MRI検査をより詳しく行う場合には造影剤を使用することがあります。通常、腕の静脈に点滴を取り、検査の途中で造影剤を使用します。また検査内容によっては検査前に飲んでいただく経口造影剤もあります。以下の方は造影剤を使用できないことがありますので、事前に担当者にお申し出下さい。
・喘息がある(かかったことがある)方
・アレルギー体質の方
・今までに造影剤を使用して気分が悪くなったり、じんましんが出たりしたことがある
・授乳中の方
頭部・脊椎領域
頭部MRI検査の代表的な画像として、T1強調画像、T2強調画像があります。また、他の様々な撮像方法と組み合わせて診断することで、脳梗塞や脳出血、その他の変性疾患を的確に診断することができます。
また、造影剤を使用することにより、小さな脳腫瘍や、血管の診断にも有効な検査です。
MRI検査では、造影剤を使用しないで、血液の流れを利用して血管を描出する(MR-angiography:MRA)ことができ、脳動脈瘤、動脈塞栓症、血管狭窄などの診断に利用されます。
しかし、検査時間が長いことや、体の動きの影響で画質が劣化しやすいなどの欠点があり、患者様のご理解と、ご協力が必要となります。
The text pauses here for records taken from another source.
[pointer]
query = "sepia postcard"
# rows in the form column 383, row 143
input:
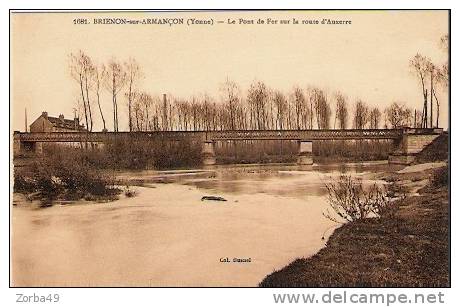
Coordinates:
column 258, row 148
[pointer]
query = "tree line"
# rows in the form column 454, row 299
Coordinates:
column 260, row 108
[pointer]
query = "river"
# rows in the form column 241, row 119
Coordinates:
column 167, row 236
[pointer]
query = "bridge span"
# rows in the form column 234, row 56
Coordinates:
column 407, row 141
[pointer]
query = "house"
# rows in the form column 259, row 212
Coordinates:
column 45, row 123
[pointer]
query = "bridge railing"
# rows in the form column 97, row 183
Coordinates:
column 347, row 134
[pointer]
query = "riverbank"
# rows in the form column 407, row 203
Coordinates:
column 408, row 250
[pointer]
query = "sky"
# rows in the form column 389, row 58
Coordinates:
column 367, row 59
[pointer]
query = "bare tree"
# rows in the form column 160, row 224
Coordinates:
column 374, row 118
column 257, row 99
column 361, row 116
column 133, row 73
column 341, row 111
column 398, row 115
column 299, row 105
column 98, row 74
column 114, row 81
column 419, row 66
column 280, row 104
column 322, row 109
column 230, row 92
column 81, row 70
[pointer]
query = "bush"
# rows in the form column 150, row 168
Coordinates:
column 440, row 177
column 65, row 175
column 129, row 192
column 350, row 201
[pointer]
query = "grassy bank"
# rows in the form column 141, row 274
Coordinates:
column 410, row 249
column 64, row 176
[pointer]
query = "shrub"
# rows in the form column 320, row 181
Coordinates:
column 350, row 201
column 65, row 175
column 129, row 192
column 440, row 177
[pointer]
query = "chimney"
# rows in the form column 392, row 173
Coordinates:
column 25, row 118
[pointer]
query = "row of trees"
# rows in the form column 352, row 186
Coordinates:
column 432, row 77
column 261, row 108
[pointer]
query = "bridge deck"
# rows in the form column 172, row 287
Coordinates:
column 349, row 134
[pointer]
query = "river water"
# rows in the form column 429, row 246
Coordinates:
column 167, row 236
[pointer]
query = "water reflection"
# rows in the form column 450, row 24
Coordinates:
column 291, row 180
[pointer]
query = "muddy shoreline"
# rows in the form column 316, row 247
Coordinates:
column 409, row 250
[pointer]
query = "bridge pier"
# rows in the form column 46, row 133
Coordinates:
column 208, row 154
column 305, row 156
column 406, row 149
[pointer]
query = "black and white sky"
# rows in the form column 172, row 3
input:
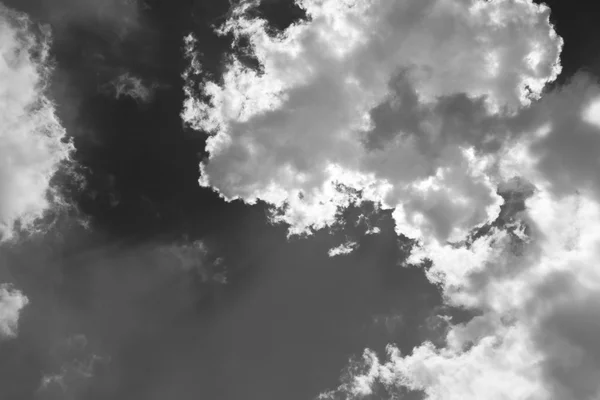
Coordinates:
column 299, row 199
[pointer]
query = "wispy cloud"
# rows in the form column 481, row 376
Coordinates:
column 32, row 140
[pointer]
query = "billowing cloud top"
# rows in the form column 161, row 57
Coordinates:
column 435, row 110
column 32, row 141
column 365, row 72
column 12, row 302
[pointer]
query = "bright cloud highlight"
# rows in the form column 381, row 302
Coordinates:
column 433, row 109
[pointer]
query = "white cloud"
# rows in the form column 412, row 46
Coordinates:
column 289, row 134
column 421, row 105
column 128, row 85
column 343, row 249
column 11, row 303
column 32, row 141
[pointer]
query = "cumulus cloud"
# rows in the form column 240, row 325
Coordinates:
column 292, row 132
column 32, row 140
column 12, row 302
column 436, row 110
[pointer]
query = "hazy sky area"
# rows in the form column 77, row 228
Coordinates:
column 298, row 200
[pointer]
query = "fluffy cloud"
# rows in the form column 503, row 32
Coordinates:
column 433, row 109
column 11, row 303
column 292, row 132
column 32, row 140
column 127, row 85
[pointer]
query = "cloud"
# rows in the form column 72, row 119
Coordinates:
column 77, row 369
column 127, row 85
column 12, row 302
column 436, row 110
column 32, row 140
column 343, row 249
column 290, row 133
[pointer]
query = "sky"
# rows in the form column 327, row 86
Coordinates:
column 309, row 199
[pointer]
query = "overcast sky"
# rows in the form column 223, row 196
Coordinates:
column 278, row 199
MRIでは脊髄や椎間板などの組織を鮮明に描出することができ、椎間板ヘルニアによる脊椎神経の圧迫や、その他、脊椎変性疾患などの診断に有用な検査です。



胸部・心臓領域
心臓MRI検査では、動いている心臓を動画(Cine画像)として観察でき、心駆出率、拍出率、拍出量、心容積などの評価が可能です。また,心筋血流,心筋バイアビリティなど心臓の機能と冠動脈の形態を総合的に評価でき,心筋梗塞や狭心症の診断能が高いといった特長があります。


乳房領域
MRIは他のモダリティに比べて乳管内癌の検出に優れ、乳癌の治療に際して広がり診断や多発などの存在診断に有用です。

腹部領域
肝臓の横断面像です。MRI装置により基本的には息を止めて撮影を行いますが呼吸に合わせて(自然の呼吸状態で)検査を行う場合もあります。
水からの信号を画像化することにより、胆嚢や胆管、膵管を描出した画像です(MRCP)。この検査では、胆石、胆管の拡張や狭窄などを診断することができます。
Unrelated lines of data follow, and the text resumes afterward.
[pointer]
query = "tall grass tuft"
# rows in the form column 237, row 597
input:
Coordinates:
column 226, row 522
腹部の血管を明瞭に描出するために造影剤を使用して撮影を行います。腫瘍や血管系の疾患などを診断する為には有用な検査です。

四肢領域
MRIではX線撮影で診断の難しい靭帯や半月版などの組織も、明瞭に描出することができます。骨組織はもちろん関節、靭帯の診断にも有用な検査です。



MRIでは、非造影剤を用いないで動脈と静脈を選択的に描出することが可能ですが、造影剤を使うことにより繊細な動静脈血管の検査を行うことができ血管の狭窄や塞栓の診断に有用な画像が得られます。